Tuesday, December 13, 2016

SUNDAY SERMON 12/11/16 ~ THE REV. KATHLEEN M. STURGES

Last week in our reading from the gospel of Matthew on the 2nd Sunday in Advent, our hero, John the Baptist, was out in the wilderness - and that’s a good thing because that is just where he wanted to be eating yummy locust and honey, dressed in camel’s hair. To which I say, to each his own. What’s particularly great is that he is doing what he was born to do - getting his people ready for the coming of the Messiah, preparing the way of the Lord. The One for whom Israel has been waiting. The One who, John proclaims, will baptize with the Holy Spirit and with fire. The One who has a winnowing fork in his hand, separating good from bad, wheat from chaff. That’s where our reading ended last week, but immediately following that the One comes, Jesus, the Messiah. The wait is finally over and John baptizes him. It’s the culmination of all that John hoped for, worked for, was born for. John has fulfilled his purpose - a job well done!
This morning we have John again, but he’s different. He’s no longer where he wants to be doing what he wants to do. That big, bold talk about the Messiah has landed him in King Herod’s prison where he sits and waits, listening to reports about what Jesus is doing. And it seems that something must not be quite right for John sends word through his disciples with a question, “Are you the One who is to come? Or are we to wait for another?” Are you the One? How could John ask such a thing? He was the one who boldly, confidently told everyone that Jesus was the Messiah. How did he get to this place of doubt, of questions? Jesus, are you really the One?
Perhaps the question arose from the possibility that Jesus was just not acting like a Messiah was supposed to act. Where was that Messiah of Fire? God’s Messiah was to come in a mighty way to set things straight, which would include a military Messiah that would set Israel free. From the reports that John was getting coupled with his own situation locked up in Herod’s prison, clearly this was not happening. Seems natural that John would start to wonder, to question.
We can sympathize, can’t we? Don’t we want a Messiah who will come and act in a mighty way? We want and pray for God to heal, to protect, to save, to change things in our own lives and in the lives of those we love. We pray that suffering will stop, that justice will come. We, too, want God to set things straight and make things right. But when God does not act as expected we may, like John, wonder. His question may become the question of our own hearts: Jesus, are you really the One?
So what’s Jesus’ answer? Go tell John what you see and hear: the blind see, the lame walk, the leper cleansed, the deaf hear, the dead raised, the poor have good news. You know, probably John and the rest of us would have preferred a simple yes or no answer. But maybe a simple yes or no would not really answer the question. The answer Jesus gives is bigger than that. His response, I’m sure, would ring familiar to John and perhaps to us as well as we hear the echoes from our first reading in Isaiah where the prophet is giving the Jews and us a glimpse of the age to come. An age where Israel’s wounds and all the world’s ills are healed. Jesus’s answer seeks to enlarge John’s vision, his expectations about the Messiah who may not always operate in the expected ways.

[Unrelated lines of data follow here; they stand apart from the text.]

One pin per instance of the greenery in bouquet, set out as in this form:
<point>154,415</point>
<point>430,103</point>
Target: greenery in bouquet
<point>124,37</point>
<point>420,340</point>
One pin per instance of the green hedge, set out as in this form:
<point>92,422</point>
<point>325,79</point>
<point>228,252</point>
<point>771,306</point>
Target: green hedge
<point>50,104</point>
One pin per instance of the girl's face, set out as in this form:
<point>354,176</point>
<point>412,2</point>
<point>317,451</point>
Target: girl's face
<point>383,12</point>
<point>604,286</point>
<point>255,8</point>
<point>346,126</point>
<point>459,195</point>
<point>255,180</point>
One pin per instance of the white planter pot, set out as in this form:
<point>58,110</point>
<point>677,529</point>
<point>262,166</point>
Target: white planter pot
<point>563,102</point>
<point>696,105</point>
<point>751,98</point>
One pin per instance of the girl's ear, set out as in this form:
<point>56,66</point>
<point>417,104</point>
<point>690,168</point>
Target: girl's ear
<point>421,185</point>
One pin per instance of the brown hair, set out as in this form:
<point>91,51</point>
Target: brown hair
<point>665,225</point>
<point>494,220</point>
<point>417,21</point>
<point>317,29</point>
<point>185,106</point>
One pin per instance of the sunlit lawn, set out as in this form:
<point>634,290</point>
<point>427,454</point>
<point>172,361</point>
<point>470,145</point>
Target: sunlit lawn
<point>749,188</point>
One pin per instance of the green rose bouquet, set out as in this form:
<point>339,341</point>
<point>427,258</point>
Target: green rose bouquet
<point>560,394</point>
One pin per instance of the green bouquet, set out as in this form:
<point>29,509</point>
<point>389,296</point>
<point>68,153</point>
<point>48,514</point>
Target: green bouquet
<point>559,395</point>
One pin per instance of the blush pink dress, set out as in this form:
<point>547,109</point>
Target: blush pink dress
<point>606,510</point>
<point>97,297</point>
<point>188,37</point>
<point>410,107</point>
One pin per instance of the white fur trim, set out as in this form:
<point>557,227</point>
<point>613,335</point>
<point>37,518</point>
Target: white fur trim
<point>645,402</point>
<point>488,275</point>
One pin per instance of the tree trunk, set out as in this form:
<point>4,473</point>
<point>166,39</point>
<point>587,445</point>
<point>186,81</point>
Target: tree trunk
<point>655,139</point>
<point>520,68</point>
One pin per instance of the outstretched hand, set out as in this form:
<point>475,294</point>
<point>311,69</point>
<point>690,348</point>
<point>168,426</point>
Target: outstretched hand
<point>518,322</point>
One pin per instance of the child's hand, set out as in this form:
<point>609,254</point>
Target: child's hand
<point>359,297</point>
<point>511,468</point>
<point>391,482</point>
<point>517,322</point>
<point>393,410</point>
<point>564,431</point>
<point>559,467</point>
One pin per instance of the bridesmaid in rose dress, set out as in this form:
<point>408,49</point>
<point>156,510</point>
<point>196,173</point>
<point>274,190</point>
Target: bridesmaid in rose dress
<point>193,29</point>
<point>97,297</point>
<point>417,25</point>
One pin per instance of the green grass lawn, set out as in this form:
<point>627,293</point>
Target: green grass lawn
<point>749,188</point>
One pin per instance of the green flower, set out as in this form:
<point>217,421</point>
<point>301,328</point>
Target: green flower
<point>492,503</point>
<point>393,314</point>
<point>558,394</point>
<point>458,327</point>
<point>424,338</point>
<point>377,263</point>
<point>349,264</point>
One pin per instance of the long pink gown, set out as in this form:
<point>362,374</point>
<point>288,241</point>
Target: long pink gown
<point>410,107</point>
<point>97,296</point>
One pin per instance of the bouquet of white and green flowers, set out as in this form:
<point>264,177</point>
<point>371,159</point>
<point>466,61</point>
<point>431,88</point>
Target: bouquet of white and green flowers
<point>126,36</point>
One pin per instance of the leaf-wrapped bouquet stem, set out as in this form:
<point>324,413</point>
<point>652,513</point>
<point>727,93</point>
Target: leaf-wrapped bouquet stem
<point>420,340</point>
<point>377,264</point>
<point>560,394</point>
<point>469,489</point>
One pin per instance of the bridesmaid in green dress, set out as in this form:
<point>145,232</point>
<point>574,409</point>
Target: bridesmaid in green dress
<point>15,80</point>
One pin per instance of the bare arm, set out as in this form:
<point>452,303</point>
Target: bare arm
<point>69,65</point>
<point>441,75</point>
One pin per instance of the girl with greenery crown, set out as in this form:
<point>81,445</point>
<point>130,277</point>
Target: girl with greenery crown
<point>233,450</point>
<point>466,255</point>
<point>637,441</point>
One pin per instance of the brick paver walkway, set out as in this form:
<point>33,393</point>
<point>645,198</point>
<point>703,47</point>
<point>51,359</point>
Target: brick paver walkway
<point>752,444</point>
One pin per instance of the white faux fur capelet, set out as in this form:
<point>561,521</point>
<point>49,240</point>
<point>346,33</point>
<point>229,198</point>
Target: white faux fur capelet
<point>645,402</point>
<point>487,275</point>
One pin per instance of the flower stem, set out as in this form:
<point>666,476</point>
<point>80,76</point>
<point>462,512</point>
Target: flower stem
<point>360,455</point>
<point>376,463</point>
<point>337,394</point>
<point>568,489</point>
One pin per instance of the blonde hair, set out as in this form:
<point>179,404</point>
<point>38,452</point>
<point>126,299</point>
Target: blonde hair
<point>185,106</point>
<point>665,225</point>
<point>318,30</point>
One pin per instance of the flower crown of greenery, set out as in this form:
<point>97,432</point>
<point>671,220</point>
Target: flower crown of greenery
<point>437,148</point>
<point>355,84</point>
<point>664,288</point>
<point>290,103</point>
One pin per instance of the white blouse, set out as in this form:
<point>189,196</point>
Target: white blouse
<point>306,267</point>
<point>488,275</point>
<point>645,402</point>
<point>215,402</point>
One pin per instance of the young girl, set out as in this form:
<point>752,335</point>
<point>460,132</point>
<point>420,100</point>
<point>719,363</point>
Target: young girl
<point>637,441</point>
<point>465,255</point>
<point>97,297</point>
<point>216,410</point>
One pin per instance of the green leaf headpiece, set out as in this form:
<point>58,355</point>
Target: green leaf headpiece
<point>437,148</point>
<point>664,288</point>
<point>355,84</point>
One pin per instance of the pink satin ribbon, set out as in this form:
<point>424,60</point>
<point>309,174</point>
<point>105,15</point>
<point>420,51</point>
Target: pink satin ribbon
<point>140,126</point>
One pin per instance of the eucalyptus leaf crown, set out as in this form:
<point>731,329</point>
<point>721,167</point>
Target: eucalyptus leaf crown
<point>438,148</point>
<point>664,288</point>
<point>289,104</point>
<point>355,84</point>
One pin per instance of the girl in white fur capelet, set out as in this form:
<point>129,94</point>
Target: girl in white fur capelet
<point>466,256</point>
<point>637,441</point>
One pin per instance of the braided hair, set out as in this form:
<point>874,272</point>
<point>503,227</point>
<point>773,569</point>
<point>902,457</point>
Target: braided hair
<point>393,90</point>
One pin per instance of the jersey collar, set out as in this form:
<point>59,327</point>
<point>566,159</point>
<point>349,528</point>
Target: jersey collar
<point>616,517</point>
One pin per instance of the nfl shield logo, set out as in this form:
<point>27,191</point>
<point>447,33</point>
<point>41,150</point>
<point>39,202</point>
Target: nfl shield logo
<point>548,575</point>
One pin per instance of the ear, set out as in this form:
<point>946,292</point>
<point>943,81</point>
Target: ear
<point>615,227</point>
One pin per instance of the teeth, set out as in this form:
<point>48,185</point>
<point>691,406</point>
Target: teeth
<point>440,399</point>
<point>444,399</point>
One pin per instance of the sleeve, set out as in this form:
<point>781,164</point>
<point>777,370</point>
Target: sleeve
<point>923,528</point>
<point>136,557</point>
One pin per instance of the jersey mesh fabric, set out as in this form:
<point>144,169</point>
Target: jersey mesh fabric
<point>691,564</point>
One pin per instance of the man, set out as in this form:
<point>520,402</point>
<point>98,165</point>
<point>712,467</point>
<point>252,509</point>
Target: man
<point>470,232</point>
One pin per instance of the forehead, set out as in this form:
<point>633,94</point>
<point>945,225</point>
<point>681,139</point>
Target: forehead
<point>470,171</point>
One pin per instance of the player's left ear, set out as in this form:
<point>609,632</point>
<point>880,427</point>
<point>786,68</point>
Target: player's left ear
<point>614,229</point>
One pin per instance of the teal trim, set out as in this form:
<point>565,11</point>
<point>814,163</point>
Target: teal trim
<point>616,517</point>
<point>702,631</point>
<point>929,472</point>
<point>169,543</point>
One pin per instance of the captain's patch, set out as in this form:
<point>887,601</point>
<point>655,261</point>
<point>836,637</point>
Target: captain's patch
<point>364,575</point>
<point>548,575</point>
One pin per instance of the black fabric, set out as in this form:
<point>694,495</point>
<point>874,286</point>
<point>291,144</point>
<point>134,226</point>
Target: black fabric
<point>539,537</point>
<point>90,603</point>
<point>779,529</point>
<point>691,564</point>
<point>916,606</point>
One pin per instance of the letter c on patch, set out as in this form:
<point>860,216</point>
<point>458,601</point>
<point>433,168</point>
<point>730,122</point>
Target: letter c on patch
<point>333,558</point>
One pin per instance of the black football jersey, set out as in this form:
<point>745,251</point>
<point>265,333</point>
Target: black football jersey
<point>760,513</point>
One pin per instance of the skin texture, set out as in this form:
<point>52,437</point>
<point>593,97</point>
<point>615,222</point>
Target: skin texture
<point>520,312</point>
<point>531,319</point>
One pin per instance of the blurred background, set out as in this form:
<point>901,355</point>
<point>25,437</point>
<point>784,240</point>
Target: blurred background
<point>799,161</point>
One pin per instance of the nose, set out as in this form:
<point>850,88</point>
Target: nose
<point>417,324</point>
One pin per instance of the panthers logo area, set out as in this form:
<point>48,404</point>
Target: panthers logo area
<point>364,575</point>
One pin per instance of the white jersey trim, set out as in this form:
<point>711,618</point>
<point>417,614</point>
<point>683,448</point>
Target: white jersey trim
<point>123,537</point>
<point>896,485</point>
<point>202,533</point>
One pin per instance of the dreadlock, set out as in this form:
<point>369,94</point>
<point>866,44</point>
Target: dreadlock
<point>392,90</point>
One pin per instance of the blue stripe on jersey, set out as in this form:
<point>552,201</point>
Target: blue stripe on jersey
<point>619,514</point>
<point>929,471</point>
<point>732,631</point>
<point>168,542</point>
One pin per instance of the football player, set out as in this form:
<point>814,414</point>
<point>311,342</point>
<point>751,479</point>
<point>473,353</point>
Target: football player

Now back when John was out in the wilderness he particularly pointed fingers and called out the Pharisees and Sadducees telling them that when God’s Messiah came they would need to change. You know though that when you point a finger at someone there’s one finger pointing at them and three pointing back at you. When God comes into the world and into our lives it’s not just the religious leaders or other people that are called to change, but us too - even John the Baptist.
Last week Fr. David reminded us that God’s way is always the way of love. And that how we experience the fire of God’s love - whether it will burn or baptize, undo us or uplift us depends on how open, how willing we are to let it change us. John was experiencing that fire of God’s love and it was calling for change - to expand his understanding, his expectations, his acceptance that Jesus the Messiah would indeed fulfill all the prophecies, but in a different, fuller way than John originally had in mind.
It’s rather remarkable that our Scripture includes this type of epilogue to John the Baptist’s story. It would have been much easier, much simpler, and rather two dimensional to stopped the story last week - letting our hero stay on the mountaintop of faith basking in the glory of Jesus’s baptism with a sense of accomplishment and fulfillment. However, John is more complex than that. We are exposed to not only his passionate commitment to his faith and call, but also his struggle, his doubt, his question. And it’s not just John, is it? I imagine his story is ours as well and that is why it is in our Scripture because a life of faith is complicated.
So on this third Sunday in Advent, as we wait for the coming of God, Jesus the Messiah, into the world and into our lives, let us like John in the midst of the complexity of faith be willing to open ourselves up to the fire of God’s love. May we let it change us, baptize us, make us bearers of that loving fire so that we might share with the world in both word and deed the good news that Jesus truly is the One.